Related: Here’s What to Keep in Mind When Creating and Selling an NFT
However, it’s not just digital assets that can be sold as NFTs. Real-world assets represented by NFTs, although in their early development, are becoming an increasingly desirable option for investors. For items that need their value to be preserved — such as a rare Greubel Forsey tourbillion watch or a priceless book like The Codex of Leicester — eliminating the physical transfer of the object and instead having it stored in a safe place reduces the risk of damage and fraud.
An effective method of prohibiting the transfer of counterfeits, NFTs have become a popular means of trading collectible items. Baseball cards or other sports collectibles for example, can be traded virtually for prices as high as a million dollars. The benefit of this is that an item can be traced back to the original seller to prove authenticity, establish provenance and avoid fraudulent reproduction.
Related: Collectibles, NFTs, and Why You Should Care About Both
There’s no wonder people label NFTs a fad. The hype that surrounds them is somewhat distracting. But that doesn’t mean they’re not here to stay. It’s important to note that as with all ground-breaking technology, there comes a “plateau of productivity” — a phenomenon outlined in Gartner’s hype cycle, which indicates a period of lesser interest following a period of considerable hype. This plateau was indeed experienced by the likes of Amazon way back when.

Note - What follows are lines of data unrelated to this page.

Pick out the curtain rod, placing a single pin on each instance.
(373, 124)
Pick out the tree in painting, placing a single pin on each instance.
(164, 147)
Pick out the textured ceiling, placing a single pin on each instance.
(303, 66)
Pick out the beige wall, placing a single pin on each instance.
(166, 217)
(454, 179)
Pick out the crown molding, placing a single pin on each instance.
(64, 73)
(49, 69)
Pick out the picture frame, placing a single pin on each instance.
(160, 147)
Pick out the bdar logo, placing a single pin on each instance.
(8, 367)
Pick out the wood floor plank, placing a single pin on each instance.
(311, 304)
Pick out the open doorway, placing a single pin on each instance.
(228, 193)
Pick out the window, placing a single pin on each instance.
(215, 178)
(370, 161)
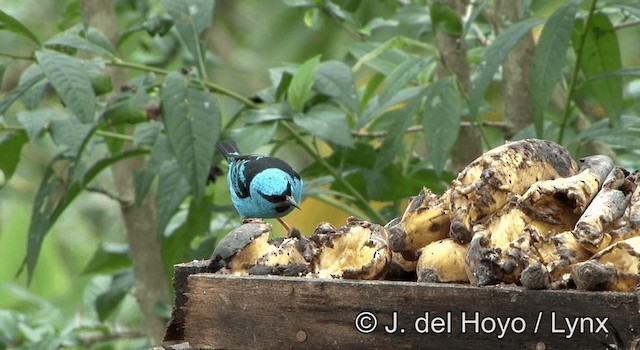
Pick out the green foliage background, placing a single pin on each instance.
(362, 96)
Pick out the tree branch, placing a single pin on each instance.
(152, 286)
(453, 61)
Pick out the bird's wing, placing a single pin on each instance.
(228, 148)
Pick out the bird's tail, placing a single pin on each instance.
(228, 148)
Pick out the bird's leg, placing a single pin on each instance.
(286, 226)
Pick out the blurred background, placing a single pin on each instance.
(247, 39)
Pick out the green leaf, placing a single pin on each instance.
(147, 133)
(601, 54)
(108, 258)
(97, 38)
(328, 122)
(445, 19)
(302, 82)
(441, 121)
(192, 122)
(625, 72)
(78, 38)
(335, 79)
(177, 245)
(43, 215)
(283, 85)
(389, 184)
(375, 109)
(627, 135)
(71, 82)
(121, 283)
(393, 144)
(400, 77)
(191, 17)
(548, 60)
(35, 122)
(160, 153)
(53, 196)
(173, 188)
(494, 56)
(253, 136)
(271, 112)
(104, 163)
(70, 133)
(3, 69)
(10, 151)
(36, 93)
(9, 23)
(30, 78)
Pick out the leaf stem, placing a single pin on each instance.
(359, 200)
(574, 75)
(114, 135)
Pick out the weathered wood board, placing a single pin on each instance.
(223, 311)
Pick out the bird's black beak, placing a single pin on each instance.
(292, 201)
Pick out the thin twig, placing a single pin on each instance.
(123, 202)
(116, 62)
(419, 128)
(574, 75)
(626, 24)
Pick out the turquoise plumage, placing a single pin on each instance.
(260, 186)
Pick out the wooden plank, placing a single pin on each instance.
(275, 312)
(175, 327)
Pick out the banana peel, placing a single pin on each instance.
(357, 250)
(501, 246)
(486, 185)
(424, 221)
(615, 268)
(606, 207)
(442, 261)
(247, 250)
(564, 198)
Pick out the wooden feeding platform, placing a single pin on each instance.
(275, 312)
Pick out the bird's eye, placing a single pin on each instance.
(288, 191)
(278, 198)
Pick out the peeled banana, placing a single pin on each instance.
(615, 268)
(565, 199)
(521, 213)
(424, 221)
(357, 250)
(500, 248)
(442, 261)
(607, 206)
(484, 186)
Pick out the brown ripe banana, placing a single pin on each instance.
(357, 250)
(424, 221)
(240, 249)
(550, 260)
(562, 199)
(291, 258)
(484, 186)
(442, 261)
(607, 206)
(629, 224)
(615, 268)
(500, 248)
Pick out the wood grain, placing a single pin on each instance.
(223, 311)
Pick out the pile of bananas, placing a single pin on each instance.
(523, 213)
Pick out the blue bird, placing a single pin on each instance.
(260, 186)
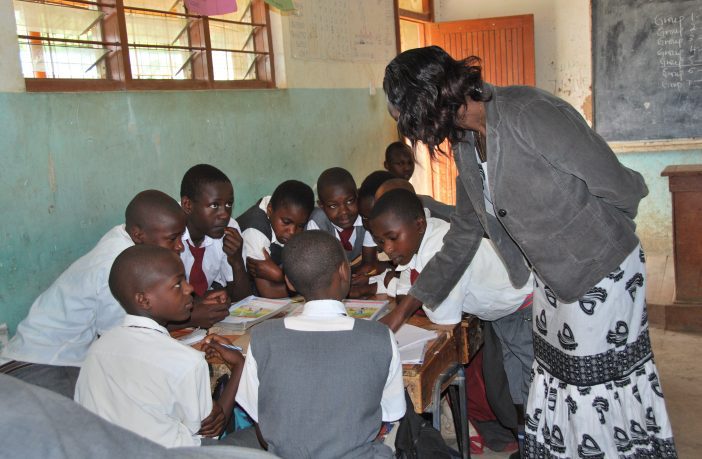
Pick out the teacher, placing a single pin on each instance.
(553, 199)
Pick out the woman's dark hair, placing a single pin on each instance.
(428, 87)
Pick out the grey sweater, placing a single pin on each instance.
(320, 391)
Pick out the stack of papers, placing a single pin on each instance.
(252, 310)
(366, 309)
(411, 342)
(190, 336)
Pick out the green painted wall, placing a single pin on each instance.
(71, 162)
(655, 218)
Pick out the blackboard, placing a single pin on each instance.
(647, 66)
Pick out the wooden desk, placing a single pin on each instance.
(455, 343)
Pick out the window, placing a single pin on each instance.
(73, 45)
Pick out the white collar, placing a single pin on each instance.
(131, 321)
(264, 207)
(207, 241)
(356, 223)
(323, 308)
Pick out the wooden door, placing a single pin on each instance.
(506, 47)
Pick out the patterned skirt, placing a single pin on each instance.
(595, 391)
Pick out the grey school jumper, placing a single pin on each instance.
(320, 218)
(321, 391)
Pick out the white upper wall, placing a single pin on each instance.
(562, 38)
(293, 72)
(10, 70)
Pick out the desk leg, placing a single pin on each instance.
(455, 374)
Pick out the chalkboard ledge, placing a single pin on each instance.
(638, 146)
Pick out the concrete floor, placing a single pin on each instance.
(680, 369)
(677, 355)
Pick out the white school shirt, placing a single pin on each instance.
(484, 290)
(214, 262)
(255, 241)
(74, 310)
(137, 377)
(325, 315)
(367, 238)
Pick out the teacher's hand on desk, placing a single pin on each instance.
(401, 312)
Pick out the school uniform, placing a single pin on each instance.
(437, 209)
(357, 239)
(483, 290)
(215, 266)
(67, 317)
(337, 376)
(258, 234)
(139, 378)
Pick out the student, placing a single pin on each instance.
(136, 376)
(337, 214)
(51, 342)
(212, 244)
(410, 239)
(366, 194)
(320, 384)
(266, 228)
(399, 160)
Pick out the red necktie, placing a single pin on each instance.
(345, 235)
(197, 276)
(414, 274)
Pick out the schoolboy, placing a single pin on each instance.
(51, 342)
(266, 228)
(410, 239)
(366, 194)
(337, 214)
(212, 244)
(341, 376)
(399, 160)
(138, 377)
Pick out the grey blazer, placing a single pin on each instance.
(564, 204)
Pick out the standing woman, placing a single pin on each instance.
(553, 198)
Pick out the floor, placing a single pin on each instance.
(680, 368)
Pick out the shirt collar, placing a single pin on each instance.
(357, 222)
(143, 322)
(323, 308)
(207, 241)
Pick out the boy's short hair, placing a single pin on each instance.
(311, 258)
(400, 202)
(398, 147)
(199, 175)
(371, 183)
(293, 193)
(335, 176)
(134, 270)
(146, 205)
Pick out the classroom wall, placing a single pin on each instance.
(72, 161)
(563, 55)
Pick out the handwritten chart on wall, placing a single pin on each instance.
(647, 57)
(359, 30)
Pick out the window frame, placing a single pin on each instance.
(114, 36)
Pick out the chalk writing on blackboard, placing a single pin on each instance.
(679, 51)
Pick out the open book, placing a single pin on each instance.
(252, 310)
(412, 341)
(366, 309)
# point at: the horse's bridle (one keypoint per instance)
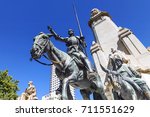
(42, 47)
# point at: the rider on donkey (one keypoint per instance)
(131, 76)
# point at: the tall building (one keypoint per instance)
(54, 84)
(108, 35)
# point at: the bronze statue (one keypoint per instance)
(30, 93)
(75, 45)
(131, 85)
(66, 68)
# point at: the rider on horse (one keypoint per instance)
(75, 45)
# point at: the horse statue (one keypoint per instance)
(66, 69)
(121, 88)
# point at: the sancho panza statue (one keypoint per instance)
(30, 93)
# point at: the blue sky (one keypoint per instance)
(21, 20)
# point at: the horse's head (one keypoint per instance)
(39, 45)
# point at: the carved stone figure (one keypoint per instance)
(66, 68)
(116, 54)
(30, 93)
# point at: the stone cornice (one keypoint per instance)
(124, 32)
(97, 17)
(95, 47)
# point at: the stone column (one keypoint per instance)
(99, 58)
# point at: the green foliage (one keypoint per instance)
(8, 86)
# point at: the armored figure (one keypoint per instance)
(75, 46)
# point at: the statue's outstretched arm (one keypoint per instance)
(136, 74)
(57, 37)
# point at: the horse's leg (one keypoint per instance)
(65, 85)
(100, 88)
(70, 97)
(85, 94)
(127, 91)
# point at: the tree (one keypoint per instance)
(8, 86)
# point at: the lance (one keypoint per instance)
(78, 23)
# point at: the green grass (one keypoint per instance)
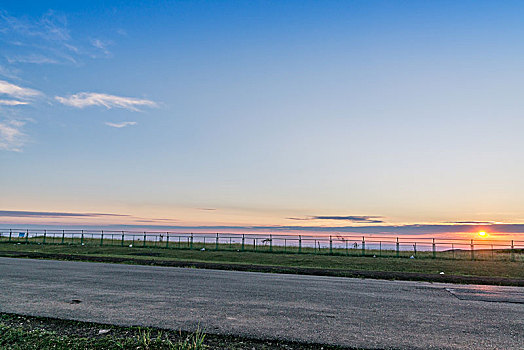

While these headline-making, seven-figure NFT purchases may seem fickle, there’s no denying NFTs’ long-term potential. Unlike other digital assets connected with cryptocurrencies, NFTs’ non-interchangeable nature has completely redefined the rules of ownership. All NFT transactions are recorded within the blockchain and powered through smart contracts. Therefore, their technology enables the storing of an entirely accurate history of ownership transfer. Such concrete documentation of ownership has the potential to be ground-breaking for certain markets — especially property. With just a third of the world population having secure legal rights to their properties or land, those without may struggle to invest in their home or acquire financial support.
When it comes to a decentralized economy, we have only started to move the proverbial needle. The full extent of NFTs and their potential are yet to be imagined. What is for certain though, is that this space is transformational in creating new markets, augmenting existing markets and raising the bar for market integrity and authenticity of assets.